The earliest event was in 1959, the latest event was in 2005
Two milestone events (5 to 65+ years ago)
Human Spaceflight:
1990 – LANDING: STS-41 (Discovery), Edwards AFB
Military and Classified Programs:
1972 – LAUNCH: Classified mission, MM Titan IIID, SLC4E, VAFB
Exploration and Interplanetary Programs:
NONE
Earth-Monitoring and Civil Weather Satellite programs:
1978 – Lockheed Seasat satellite fails four months after launch – radar aperture ocean studies – power failure in the Agena D
Commercial Programs:
NONE
Test, ICBM, FBM programs:
1959 – LAUNCH: GD Atlas D, LC13, CCAFS – MILESTONE: 65 years ago
1960 – LAUNCH: Lockheed Polaris A1, LC25A, CCAFS
1961 – GD Atlas E 548th squadron turned over to SAC, Forbes AFB, Kansas
1966 – LAUNCH: Lockheed Polaris A3, SSBN601, ETR
1969 – LAUNCH FAILURE: GD Atlas F/Trident, 576-A3, VAFB – MILESTONE: 55 years ago
1975 – LAUNCH: Lockheed Poseidon C3, SSBN619, ETR
1997 – LAUNCH (2): LM Trident D5, UK S30, ETR
2005 – LAUNCH: LM Trident D5, UK S28, ETR
Other:
NONE
The photo today is an artist’s conception of the Seasat satellite, which had a synthetic aperture radar system to study ocean waves and movement.

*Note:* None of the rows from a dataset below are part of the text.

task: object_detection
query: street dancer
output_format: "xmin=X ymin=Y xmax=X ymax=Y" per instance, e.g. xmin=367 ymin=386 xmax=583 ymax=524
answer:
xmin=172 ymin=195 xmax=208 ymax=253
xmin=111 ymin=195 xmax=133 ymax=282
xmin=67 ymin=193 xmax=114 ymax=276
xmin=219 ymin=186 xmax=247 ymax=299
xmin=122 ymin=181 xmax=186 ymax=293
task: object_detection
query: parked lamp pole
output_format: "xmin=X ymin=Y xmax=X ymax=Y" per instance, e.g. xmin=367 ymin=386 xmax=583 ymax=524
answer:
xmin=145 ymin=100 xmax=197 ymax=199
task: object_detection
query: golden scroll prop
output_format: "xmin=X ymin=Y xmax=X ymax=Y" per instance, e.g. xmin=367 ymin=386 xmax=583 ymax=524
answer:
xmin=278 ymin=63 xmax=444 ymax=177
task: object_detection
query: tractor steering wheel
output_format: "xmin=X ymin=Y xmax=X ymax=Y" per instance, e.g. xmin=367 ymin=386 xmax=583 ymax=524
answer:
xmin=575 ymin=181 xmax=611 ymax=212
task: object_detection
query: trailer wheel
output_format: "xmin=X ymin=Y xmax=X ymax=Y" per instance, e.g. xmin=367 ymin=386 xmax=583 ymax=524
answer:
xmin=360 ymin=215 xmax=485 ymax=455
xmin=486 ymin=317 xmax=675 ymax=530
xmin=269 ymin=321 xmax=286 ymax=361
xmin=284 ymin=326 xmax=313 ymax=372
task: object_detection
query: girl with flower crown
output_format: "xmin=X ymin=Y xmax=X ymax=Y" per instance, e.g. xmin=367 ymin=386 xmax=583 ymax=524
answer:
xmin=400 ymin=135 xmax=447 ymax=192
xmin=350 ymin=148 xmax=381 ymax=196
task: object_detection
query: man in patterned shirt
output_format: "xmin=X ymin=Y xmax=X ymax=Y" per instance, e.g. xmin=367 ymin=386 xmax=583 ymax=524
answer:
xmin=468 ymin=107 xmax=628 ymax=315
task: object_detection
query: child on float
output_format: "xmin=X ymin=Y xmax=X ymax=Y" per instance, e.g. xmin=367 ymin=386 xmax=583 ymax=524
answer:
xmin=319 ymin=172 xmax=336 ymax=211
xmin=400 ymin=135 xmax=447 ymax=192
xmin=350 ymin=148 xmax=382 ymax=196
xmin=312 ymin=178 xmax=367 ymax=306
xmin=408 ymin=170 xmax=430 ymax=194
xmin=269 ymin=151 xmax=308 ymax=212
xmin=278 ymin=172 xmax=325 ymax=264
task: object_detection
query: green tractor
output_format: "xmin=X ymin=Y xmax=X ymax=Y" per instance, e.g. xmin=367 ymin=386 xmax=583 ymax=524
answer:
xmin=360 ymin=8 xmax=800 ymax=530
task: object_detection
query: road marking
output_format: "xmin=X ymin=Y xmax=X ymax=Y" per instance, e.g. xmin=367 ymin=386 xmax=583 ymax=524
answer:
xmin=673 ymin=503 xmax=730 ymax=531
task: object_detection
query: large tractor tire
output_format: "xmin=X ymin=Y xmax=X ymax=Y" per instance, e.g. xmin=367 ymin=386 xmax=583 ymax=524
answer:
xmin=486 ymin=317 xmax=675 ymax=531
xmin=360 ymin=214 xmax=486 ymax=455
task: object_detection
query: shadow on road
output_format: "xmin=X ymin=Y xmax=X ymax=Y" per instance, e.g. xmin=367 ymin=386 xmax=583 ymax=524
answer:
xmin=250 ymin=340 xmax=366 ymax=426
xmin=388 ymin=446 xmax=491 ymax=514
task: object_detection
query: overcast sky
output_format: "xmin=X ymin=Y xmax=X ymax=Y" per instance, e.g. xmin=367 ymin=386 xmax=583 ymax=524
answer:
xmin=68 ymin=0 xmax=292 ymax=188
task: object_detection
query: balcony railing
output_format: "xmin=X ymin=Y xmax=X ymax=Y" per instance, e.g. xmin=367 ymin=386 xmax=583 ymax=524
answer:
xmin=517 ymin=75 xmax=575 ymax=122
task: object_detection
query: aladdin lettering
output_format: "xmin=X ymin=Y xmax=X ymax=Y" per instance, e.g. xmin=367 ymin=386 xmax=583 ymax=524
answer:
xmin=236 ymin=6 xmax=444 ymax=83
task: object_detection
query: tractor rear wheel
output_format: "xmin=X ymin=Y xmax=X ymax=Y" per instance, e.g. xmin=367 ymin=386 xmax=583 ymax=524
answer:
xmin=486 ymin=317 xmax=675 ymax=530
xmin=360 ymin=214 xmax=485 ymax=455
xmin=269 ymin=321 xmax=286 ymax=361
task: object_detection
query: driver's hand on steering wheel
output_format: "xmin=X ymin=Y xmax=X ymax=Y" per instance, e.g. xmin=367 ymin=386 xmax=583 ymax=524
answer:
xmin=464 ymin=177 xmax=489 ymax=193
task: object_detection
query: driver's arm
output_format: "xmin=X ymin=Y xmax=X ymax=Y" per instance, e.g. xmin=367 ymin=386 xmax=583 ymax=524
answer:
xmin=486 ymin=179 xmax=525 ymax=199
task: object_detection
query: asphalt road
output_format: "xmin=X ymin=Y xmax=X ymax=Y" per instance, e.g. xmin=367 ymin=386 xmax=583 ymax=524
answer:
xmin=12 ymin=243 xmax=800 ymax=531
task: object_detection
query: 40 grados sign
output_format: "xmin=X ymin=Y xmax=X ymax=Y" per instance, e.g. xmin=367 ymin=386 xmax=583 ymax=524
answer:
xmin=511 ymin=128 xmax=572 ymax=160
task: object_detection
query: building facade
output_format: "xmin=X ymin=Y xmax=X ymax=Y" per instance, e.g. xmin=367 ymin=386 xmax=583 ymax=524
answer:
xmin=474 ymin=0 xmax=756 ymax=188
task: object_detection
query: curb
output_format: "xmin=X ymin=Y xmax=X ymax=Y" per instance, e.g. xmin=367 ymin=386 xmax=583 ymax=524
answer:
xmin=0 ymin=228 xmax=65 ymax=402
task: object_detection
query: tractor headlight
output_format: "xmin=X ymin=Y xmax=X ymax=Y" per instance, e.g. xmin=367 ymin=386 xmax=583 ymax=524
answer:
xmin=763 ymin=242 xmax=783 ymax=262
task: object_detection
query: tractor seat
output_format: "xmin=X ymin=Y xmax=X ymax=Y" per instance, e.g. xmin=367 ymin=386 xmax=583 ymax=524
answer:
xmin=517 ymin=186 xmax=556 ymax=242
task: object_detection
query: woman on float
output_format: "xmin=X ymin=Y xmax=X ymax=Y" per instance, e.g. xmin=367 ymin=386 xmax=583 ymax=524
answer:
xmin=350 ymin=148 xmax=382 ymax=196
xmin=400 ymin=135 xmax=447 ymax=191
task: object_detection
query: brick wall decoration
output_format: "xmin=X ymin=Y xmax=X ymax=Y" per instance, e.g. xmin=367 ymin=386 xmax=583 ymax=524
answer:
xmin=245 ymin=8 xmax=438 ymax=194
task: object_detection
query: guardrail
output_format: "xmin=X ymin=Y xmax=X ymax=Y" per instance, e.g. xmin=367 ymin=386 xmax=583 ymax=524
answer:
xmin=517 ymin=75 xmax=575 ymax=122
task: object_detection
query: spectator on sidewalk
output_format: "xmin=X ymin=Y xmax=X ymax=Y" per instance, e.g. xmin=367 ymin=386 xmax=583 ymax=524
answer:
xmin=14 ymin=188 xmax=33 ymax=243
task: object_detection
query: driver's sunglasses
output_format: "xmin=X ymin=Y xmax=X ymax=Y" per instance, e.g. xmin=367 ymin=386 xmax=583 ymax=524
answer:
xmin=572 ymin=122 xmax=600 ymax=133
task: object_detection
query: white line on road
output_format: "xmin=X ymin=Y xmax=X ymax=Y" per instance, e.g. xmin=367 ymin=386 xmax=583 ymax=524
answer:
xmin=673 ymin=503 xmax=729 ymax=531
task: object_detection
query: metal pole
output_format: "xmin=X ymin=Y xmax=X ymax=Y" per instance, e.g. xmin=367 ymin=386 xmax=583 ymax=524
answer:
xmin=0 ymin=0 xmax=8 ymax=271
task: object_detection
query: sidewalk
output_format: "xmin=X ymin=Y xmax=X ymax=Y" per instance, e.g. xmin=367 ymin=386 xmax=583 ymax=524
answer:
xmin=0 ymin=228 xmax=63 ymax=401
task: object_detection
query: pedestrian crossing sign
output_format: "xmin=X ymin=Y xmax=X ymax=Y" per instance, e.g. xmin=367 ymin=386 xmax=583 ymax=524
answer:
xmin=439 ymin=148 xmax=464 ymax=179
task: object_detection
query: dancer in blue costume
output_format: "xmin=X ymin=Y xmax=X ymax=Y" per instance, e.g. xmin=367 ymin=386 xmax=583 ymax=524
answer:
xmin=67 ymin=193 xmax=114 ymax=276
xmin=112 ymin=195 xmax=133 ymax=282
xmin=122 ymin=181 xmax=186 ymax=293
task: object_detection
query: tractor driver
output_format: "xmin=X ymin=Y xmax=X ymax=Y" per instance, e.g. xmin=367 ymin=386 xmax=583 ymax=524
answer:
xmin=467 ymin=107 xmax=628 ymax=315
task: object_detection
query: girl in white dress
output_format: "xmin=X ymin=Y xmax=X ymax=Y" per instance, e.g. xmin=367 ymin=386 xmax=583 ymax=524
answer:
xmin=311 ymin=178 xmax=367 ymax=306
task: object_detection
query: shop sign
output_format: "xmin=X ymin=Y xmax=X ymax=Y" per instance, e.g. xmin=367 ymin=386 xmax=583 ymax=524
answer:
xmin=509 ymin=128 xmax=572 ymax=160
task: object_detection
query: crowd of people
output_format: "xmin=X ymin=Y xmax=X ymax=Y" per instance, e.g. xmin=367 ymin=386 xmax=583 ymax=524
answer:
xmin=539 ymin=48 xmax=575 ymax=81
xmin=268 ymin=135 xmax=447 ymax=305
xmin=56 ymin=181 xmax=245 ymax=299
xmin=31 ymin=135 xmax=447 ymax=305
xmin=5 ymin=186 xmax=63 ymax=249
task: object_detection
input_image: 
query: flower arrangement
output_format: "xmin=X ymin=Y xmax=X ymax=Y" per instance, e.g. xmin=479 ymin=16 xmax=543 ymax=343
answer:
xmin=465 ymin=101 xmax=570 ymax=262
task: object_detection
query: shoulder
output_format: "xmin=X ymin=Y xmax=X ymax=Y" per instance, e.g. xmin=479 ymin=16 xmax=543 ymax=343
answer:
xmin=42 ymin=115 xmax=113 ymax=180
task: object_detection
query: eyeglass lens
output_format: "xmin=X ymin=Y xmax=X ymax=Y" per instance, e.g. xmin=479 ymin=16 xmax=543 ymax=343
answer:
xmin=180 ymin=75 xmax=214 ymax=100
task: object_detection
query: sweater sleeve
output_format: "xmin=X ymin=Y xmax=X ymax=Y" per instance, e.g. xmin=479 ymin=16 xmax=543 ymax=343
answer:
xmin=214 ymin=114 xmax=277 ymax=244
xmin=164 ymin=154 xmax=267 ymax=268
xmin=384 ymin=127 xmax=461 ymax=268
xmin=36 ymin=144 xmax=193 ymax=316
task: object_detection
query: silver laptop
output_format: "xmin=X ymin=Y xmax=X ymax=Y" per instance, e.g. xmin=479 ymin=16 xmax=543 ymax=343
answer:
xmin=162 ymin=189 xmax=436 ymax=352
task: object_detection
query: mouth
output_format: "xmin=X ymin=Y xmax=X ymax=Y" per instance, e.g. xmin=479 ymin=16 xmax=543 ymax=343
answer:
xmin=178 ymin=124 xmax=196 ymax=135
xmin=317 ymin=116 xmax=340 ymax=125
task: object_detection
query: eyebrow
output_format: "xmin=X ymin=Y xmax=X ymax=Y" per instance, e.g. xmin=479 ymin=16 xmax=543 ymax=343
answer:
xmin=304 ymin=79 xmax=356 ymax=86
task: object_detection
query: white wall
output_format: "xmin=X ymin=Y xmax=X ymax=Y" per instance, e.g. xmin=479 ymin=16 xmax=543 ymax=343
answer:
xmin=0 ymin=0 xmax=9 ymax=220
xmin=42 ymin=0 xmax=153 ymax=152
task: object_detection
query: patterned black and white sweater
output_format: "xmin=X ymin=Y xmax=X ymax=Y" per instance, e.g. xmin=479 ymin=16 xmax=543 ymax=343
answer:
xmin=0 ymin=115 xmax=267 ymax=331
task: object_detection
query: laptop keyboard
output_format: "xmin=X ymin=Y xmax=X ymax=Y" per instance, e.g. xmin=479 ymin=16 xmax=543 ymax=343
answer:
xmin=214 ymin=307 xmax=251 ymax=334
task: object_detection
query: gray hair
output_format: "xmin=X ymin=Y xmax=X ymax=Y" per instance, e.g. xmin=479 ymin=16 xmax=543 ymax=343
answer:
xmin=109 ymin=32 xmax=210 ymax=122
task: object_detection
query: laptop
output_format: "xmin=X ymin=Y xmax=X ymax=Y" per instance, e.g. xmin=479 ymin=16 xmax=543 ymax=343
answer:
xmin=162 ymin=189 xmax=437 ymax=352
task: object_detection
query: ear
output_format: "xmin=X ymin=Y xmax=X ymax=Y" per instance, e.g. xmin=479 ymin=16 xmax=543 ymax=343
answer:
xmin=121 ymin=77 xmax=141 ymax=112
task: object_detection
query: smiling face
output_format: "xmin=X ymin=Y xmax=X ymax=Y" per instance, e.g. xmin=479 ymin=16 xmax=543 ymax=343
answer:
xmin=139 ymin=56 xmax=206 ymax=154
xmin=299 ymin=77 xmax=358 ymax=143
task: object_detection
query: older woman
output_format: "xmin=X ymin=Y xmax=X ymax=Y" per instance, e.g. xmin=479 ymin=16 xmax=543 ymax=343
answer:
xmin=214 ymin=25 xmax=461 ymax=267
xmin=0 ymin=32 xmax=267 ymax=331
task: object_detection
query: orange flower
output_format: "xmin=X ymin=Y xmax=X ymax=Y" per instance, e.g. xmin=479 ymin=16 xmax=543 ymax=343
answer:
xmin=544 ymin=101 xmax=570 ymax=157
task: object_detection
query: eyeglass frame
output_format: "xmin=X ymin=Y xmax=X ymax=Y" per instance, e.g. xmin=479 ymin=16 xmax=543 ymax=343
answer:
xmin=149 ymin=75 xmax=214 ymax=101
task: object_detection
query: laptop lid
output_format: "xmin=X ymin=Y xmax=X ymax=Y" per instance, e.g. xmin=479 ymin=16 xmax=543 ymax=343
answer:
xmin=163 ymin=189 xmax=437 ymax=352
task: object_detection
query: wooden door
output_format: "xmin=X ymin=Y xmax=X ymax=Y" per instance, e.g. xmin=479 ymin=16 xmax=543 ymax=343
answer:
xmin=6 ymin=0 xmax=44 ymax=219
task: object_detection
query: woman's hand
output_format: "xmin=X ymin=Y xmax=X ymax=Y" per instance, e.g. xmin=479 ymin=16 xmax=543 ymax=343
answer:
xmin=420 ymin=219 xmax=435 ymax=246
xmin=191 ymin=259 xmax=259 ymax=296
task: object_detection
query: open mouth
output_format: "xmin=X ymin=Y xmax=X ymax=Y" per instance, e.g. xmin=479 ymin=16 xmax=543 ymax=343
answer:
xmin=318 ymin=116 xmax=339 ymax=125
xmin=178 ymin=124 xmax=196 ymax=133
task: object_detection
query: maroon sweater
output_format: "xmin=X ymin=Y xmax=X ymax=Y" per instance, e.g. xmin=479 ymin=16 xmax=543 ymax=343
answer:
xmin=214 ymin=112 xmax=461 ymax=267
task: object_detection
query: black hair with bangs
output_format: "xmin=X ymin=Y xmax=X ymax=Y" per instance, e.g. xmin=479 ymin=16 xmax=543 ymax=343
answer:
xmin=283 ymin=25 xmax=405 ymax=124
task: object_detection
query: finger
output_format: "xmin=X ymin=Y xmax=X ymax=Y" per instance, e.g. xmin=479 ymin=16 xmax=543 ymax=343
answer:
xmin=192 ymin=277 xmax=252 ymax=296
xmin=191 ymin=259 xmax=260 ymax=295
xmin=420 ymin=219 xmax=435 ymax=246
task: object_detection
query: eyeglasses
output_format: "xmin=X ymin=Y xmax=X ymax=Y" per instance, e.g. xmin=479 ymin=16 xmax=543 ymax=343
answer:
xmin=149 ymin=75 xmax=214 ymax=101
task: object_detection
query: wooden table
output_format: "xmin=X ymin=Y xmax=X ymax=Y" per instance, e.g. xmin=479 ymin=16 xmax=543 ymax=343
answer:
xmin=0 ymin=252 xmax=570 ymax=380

The massive power failure was in the Agena D bus. Seasat did lead the way for development of future ocean monitoring spacecraft like QuickScat. The complete complement of instruments were as follows (from Wikipedia):
- Radar altimeter to measure spacecraft height above the ocean surface
- Microwave Scatterometer to measure wind speed and direction
- Scanning multichannel microwave radiometer to measure sea surface temperature
- Visible and infrared radiometer to identify cloud, land and water features
- Synthetic aperture radar (SAR) L-band, HH polarization, fixed look angle to monitor the global surface wave field and polar sea ice conditions {the antenna is the light parallelogram in the picture}. The SAR support structure was designed and manufactured by Northrop Grumman Astro Aerospace. The structure deployed on orbit.